Es bueno y hasta necesario volver e insistir sobre el tema de la identidad y más aún con aquella que nos debe preocupar que es la canaria. La importancia de esta cuestión es tan decisiva que en altos foros intelectuales se ha llegado a decir que "el estudio de la identidad en nuestra época es tan estratégico y vital como fue en tiempos de Freud la sexualidad".

¿Pero cuál es la naturaleza de lo que se entiende por identidad? ¿Es una estructura? ¿Es un símbolo? ¿Es un sentimiento? ¿Es como uno se ve o es visto por los demás? ¿Existe desde el comienzo de la vida o se va consolidando paulatinamente en el curso de la evolución del ser humano? La identidad tenemos que considerarla como un símbolo y también como una estructura donde pretende desarrollarse la personalidad ante las contra-fuerzas que inciden sobre ella para destruirla, para aniquilar, sobre todo, la ideología y la política.

La identidad mal llevada desde un antropocentrismo tribal es maligna, peligrosa y cruel. Pero la identidad consecuente, la que se palpa y respira, la que nos hace sentir diferentes, es la que nos autodefine. La identidad se lleva dentro y se desarrolla con nuestras vivencias a lo largo de todo un ciclo biológico.

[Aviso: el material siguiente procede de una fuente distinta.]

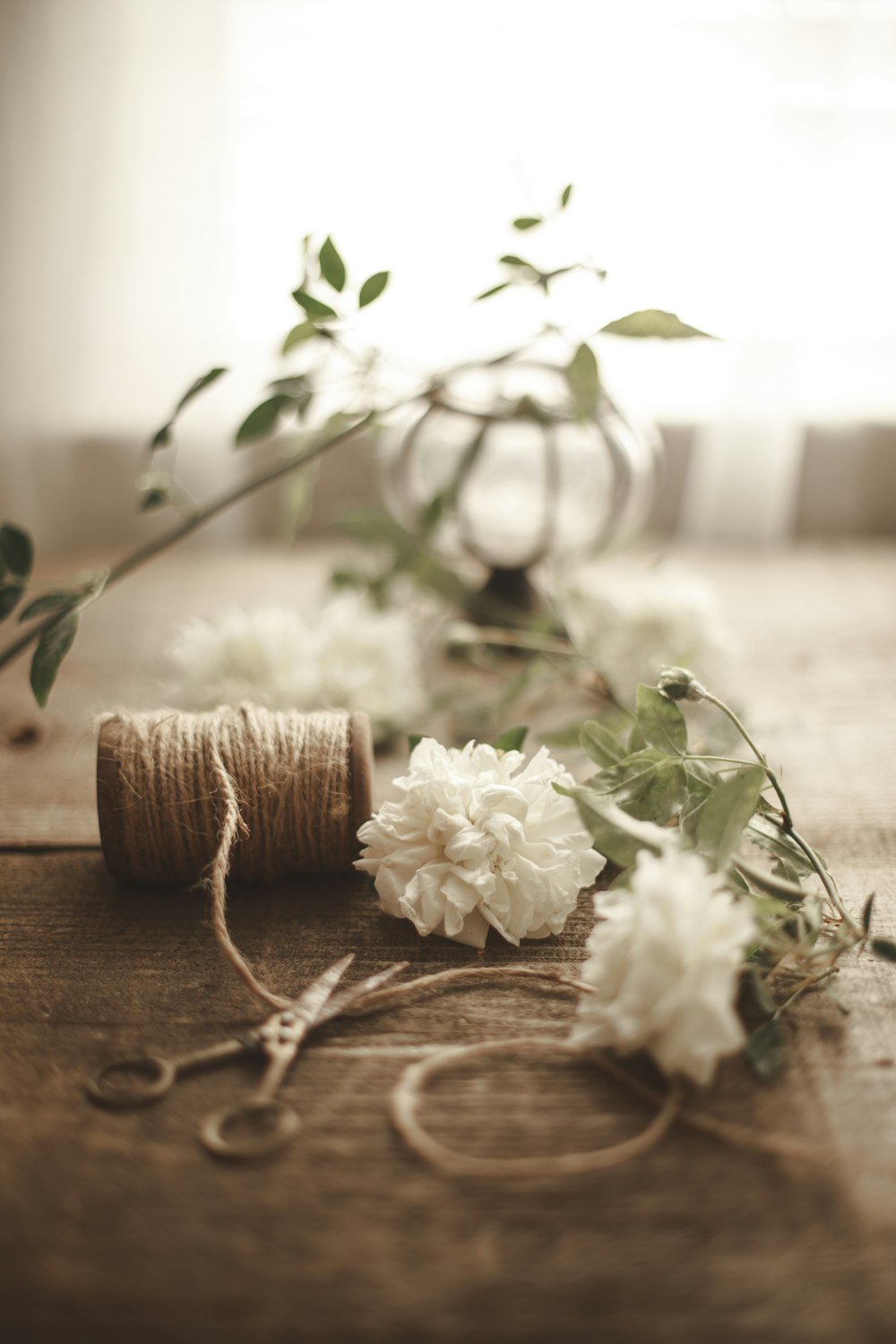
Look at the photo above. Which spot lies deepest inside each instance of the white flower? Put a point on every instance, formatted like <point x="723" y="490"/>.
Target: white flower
<point x="346" y="655"/>
<point x="664" y="962"/>
<point x="479" y="838"/>
<point x="630" y="625"/>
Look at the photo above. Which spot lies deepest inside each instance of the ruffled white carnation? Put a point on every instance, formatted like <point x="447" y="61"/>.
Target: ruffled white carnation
<point x="630" y="625"/>
<point x="479" y="839"/>
<point x="664" y="962"/>
<point x="346" y="655"/>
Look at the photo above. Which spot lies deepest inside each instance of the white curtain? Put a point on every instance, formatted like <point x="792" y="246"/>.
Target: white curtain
<point x="161" y="160"/>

Y si esto lo extrapolamos al marco nacionalista, para así poder hablar de identidad nacionalista, tendríamos una vez más que apoyarnos en Gellner, que la considera como "la autoconciencia de sabernos pertenecientes a una cultura en la que hemos sido adiestrados y que marca nuestras posibilidades de ser tratados como dignos ciudadanos". De ahí el esfuerzo que habrá que hacer para penetrar en la conciencia del canario, avivando símbolos que acudan hacia una cultura compartida y que funcione como referente obligado de una nación, que desde el imaginario se pretende vaya dejando su virtualidad para procurar cada día que pasa estar más cerca de la realidad de la nación canaria.

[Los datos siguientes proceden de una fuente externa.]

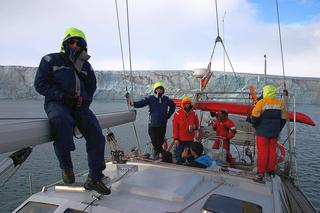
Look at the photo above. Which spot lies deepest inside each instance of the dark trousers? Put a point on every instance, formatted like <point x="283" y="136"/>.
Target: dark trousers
<point x="62" y="121"/>
<point x="157" y="135"/>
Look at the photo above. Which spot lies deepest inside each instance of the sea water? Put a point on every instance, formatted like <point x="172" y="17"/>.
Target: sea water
<point x="42" y="166"/>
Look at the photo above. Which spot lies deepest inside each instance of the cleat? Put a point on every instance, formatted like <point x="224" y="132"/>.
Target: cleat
<point x="68" y="176"/>
<point x="259" y="178"/>
<point x="97" y="186"/>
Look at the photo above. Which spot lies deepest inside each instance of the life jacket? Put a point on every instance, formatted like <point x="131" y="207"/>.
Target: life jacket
<point x="184" y="125"/>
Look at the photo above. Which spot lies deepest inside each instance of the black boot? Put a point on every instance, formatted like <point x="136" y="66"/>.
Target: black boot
<point x="97" y="186"/>
<point x="68" y="176"/>
<point x="259" y="178"/>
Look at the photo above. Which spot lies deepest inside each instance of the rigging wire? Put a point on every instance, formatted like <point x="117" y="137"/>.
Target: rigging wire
<point x="281" y="46"/>
<point x="219" y="39"/>
<point x="285" y="94"/>
<point x="129" y="46"/>
<point x="120" y="40"/>
<point x="130" y="63"/>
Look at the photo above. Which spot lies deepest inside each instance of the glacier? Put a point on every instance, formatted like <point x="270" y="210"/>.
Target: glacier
<point x="17" y="83"/>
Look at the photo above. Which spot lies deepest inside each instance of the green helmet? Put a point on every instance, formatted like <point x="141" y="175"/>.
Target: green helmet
<point x="156" y="85"/>
<point x="269" y="91"/>
<point x="72" y="32"/>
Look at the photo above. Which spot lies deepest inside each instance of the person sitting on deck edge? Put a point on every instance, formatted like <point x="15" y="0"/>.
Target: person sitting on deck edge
<point x="185" y="123"/>
<point x="161" y="108"/>
<point x="226" y="129"/>
<point x="194" y="156"/>
<point x="68" y="82"/>
<point x="268" y="118"/>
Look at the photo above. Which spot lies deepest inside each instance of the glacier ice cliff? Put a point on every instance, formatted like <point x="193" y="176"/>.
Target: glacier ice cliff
<point x="17" y="83"/>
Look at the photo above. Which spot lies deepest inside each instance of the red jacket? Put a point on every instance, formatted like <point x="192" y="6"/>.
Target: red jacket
<point x="181" y="122"/>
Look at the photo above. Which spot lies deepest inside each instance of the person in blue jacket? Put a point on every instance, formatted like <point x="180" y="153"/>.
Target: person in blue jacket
<point x="68" y="82"/>
<point x="194" y="156"/>
<point x="161" y="108"/>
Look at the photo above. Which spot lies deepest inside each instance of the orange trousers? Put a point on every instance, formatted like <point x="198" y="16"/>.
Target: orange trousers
<point x="267" y="154"/>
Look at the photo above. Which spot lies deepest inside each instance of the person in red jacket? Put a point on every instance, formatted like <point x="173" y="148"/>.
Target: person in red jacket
<point x="184" y="124"/>
<point x="226" y="129"/>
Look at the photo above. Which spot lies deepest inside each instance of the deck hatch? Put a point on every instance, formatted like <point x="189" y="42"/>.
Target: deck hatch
<point x="220" y="203"/>
<point x="38" y="207"/>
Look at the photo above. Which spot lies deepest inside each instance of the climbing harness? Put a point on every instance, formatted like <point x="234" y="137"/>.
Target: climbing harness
<point x="282" y="153"/>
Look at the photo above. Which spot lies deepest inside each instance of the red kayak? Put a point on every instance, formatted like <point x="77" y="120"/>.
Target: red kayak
<point x="242" y="109"/>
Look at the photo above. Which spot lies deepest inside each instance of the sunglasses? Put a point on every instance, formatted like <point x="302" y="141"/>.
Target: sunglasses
<point x="76" y="42"/>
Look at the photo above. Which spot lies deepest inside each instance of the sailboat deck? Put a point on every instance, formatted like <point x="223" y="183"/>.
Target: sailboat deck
<point x="163" y="187"/>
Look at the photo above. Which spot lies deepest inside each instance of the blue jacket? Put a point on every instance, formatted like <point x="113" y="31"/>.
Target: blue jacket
<point x="56" y="77"/>
<point x="158" y="109"/>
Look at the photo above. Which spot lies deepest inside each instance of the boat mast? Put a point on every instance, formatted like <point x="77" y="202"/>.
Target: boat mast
<point x="265" y="69"/>
<point x="285" y="95"/>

Una identidad aislada, un pueblo sin un liderazgo fuerte y contundente, sin tener conciencia nacionalista, si que podrá encontrarse cautivo de una proceso de aculturización desgarrador que incidirá aún con más virulencia, si cabe, en su extinción como pueblo y como una nación deseada o siquiera soñada.

La cultura compartida nos pone en el camino de la construcción nacional, del inicio de una nación. Pero quedarse solamente con el palpito vacuo de unos encuentros amistosos que hablen de identidad, o de discursos tambaleantes ante una dialéctica nacionalista, es rendir tributo a un tiempo perdido a la vez que se puede hasta catalogar de irresponsabilidad histórica.

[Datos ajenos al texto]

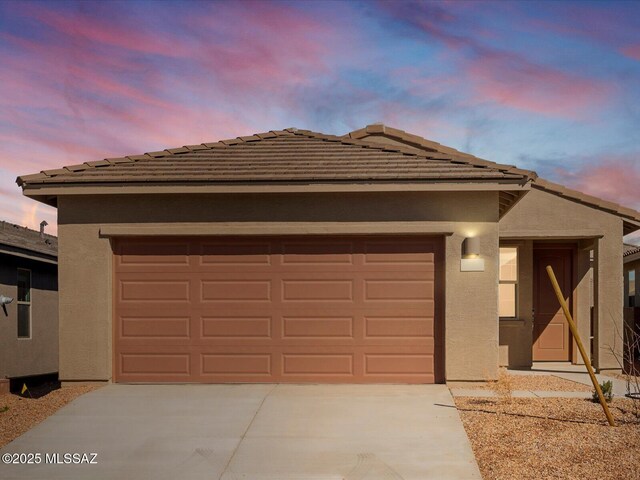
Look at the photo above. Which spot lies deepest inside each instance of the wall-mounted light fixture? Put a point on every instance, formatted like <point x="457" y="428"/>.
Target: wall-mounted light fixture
<point x="4" y="301"/>
<point x="471" y="260"/>
<point x="471" y="247"/>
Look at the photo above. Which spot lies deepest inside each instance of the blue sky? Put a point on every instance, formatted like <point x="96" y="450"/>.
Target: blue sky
<point x="549" y="86"/>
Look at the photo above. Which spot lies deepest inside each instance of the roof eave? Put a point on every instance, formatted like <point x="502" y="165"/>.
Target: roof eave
<point x="47" y="193"/>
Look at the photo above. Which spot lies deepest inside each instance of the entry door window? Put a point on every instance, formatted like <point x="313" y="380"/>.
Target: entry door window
<point x="24" y="303"/>
<point x="508" y="287"/>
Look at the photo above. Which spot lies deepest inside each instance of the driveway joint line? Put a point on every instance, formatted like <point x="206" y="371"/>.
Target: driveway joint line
<point x="226" y="467"/>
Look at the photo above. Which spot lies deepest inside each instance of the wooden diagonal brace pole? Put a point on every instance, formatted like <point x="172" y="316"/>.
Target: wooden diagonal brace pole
<point x="576" y="336"/>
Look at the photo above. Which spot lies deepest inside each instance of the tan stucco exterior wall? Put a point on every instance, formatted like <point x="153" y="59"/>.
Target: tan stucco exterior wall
<point x="37" y="355"/>
<point x="516" y="336"/>
<point x="634" y="266"/>
<point x="471" y="326"/>
<point x="544" y="216"/>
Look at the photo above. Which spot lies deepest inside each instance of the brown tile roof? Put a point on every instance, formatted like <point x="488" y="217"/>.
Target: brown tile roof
<point x="289" y="155"/>
<point x="24" y="238"/>
<point x="537" y="182"/>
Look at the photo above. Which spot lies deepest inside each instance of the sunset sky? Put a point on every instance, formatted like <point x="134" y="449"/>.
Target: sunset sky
<point x="548" y="86"/>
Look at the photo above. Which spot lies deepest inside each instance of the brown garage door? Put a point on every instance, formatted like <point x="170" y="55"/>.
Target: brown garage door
<point x="285" y="309"/>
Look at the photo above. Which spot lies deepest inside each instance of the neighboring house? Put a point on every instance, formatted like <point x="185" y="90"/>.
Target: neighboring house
<point x="28" y="275"/>
<point x="293" y="256"/>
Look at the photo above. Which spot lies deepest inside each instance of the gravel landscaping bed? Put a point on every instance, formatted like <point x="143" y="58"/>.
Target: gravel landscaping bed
<point x="533" y="438"/>
<point x="509" y="382"/>
<point x="18" y="415"/>
<point x="540" y="382"/>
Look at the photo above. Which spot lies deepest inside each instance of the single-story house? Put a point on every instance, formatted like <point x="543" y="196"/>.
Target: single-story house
<point x="29" y="323"/>
<point x="295" y="256"/>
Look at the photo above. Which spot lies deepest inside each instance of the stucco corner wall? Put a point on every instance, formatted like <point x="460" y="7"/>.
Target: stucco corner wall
<point x="472" y="308"/>
<point x="516" y="336"/>
<point x="85" y="302"/>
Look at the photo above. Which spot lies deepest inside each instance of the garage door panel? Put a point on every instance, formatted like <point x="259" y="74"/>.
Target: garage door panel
<point x="334" y="289"/>
<point x="236" y="327"/>
<point x="230" y="290"/>
<point x="236" y="364"/>
<point x="238" y="254"/>
<point x="337" y="310"/>
<point x="398" y="290"/>
<point x="154" y="291"/>
<point x="317" y="327"/>
<point x="381" y="327"/>
<point x="155" y="327"/>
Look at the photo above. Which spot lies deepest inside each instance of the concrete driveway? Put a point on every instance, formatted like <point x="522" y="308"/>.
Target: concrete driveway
<point x="229" y="432"/>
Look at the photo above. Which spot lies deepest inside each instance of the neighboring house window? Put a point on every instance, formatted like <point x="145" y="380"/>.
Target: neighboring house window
<point x="508" y="286"/>
<point x="24" y="303"/>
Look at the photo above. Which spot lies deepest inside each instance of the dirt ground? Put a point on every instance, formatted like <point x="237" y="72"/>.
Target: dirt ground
<point x="533" y="438"/>
<point x="18" y="415"/>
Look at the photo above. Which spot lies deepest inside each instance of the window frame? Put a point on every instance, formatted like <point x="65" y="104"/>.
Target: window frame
<point x="510" y="282"/>
<point x="22" y="302"/>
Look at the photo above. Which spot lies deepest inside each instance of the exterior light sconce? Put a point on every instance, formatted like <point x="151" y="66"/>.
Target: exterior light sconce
<point x="4" y="301"/>
<point x="471" y="260"/>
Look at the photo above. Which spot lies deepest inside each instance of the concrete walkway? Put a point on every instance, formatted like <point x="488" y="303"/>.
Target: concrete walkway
<point x="230" y="432"/>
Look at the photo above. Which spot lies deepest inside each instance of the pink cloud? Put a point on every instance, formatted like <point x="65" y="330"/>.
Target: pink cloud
<point x="513" y="81"/>
<point x="611" y="178"/>
<point x="632" y="51"/>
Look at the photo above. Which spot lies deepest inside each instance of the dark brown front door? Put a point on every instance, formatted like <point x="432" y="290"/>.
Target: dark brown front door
<point x="277" y="309"/>
<point x="551" y="336"/>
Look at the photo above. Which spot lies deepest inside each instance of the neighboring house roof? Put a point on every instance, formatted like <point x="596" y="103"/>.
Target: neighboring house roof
<point x="420" y="143"/>
<point x="24" y="242"/>
<point x="289" y="155"/>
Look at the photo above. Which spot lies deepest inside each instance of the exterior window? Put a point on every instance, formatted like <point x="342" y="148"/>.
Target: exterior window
<point x="508" y="286"/>
<point x="24" y="303"/>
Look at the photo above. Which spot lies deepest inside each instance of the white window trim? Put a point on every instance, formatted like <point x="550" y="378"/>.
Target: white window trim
<point x="29" y="303"/>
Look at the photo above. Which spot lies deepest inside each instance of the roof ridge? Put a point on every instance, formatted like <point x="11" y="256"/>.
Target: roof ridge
<point x="537" y="181"/>
<point x="256" y="137"/>
<point x="423" y="143"/>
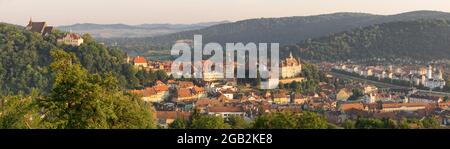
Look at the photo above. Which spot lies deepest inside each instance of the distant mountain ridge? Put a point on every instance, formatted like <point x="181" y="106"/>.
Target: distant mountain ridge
<point x="407" y="41"/>
<point x="133" y="31"/>
<point x="290" y="30"/>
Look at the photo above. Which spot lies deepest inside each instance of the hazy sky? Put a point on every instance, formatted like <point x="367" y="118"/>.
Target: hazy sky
<point x="61" y="12"/>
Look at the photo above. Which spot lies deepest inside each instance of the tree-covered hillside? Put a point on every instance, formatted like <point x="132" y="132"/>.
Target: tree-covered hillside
<point x="418" y="40"/>
<point x="25" y="59"/>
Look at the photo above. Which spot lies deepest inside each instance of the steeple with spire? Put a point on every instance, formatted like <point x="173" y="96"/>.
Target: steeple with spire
<point x="30" y="24"/>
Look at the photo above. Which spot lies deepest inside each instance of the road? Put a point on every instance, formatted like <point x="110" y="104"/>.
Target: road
<point x="387" y="85"/>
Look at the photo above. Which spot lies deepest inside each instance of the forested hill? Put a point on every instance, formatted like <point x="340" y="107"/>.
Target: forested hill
<point x="25" y="59"/>
<point x="417" y="40"/>
<point x="285" y="30"/>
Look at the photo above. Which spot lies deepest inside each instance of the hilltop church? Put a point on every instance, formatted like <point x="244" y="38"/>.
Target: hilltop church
<point x="39" y="27"/>
<point x="290" y="67"/>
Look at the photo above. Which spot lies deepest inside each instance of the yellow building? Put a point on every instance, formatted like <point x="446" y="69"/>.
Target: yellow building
<point x="343" y="94"/>
<point x="281" y="98"/>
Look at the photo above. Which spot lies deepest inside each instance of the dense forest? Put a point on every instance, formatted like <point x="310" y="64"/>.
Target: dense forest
<point x="25" y="59"/>
<point x="416" y="40"/>
<point x="285" y="30"/>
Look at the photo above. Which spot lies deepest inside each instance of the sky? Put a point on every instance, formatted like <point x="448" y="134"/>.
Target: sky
<point x="65" y="12"/>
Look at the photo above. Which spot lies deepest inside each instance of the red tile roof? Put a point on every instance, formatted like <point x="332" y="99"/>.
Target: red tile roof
<point x="184" y="92"/>
<point x="139" y="59"/>
<point x="172" y="115"/>
<point x="185" y="84"/>
<point x="226" y="109"/>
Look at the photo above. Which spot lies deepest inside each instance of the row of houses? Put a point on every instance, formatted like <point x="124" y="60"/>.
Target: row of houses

Los símbolos y la identidad hay que dotarlos para sacarlos de un protonacionalismo latente y activar el dinamismo político necesario para que no se queden presos de modorras y parsimonias.

Liberarnos de cadenas ancestrales que muchas veces nos hacen rendir honores a quien nos mira por encima del hombro haciéndonos monigotes de sí mismos es una tarea fundamental y necesaria para apuntalar y consolidar no solo nuestra identidad de diferentes, sino que es la mejor señal de que estamos en el camino correcto de la construcción nacional de nuestro pueblo.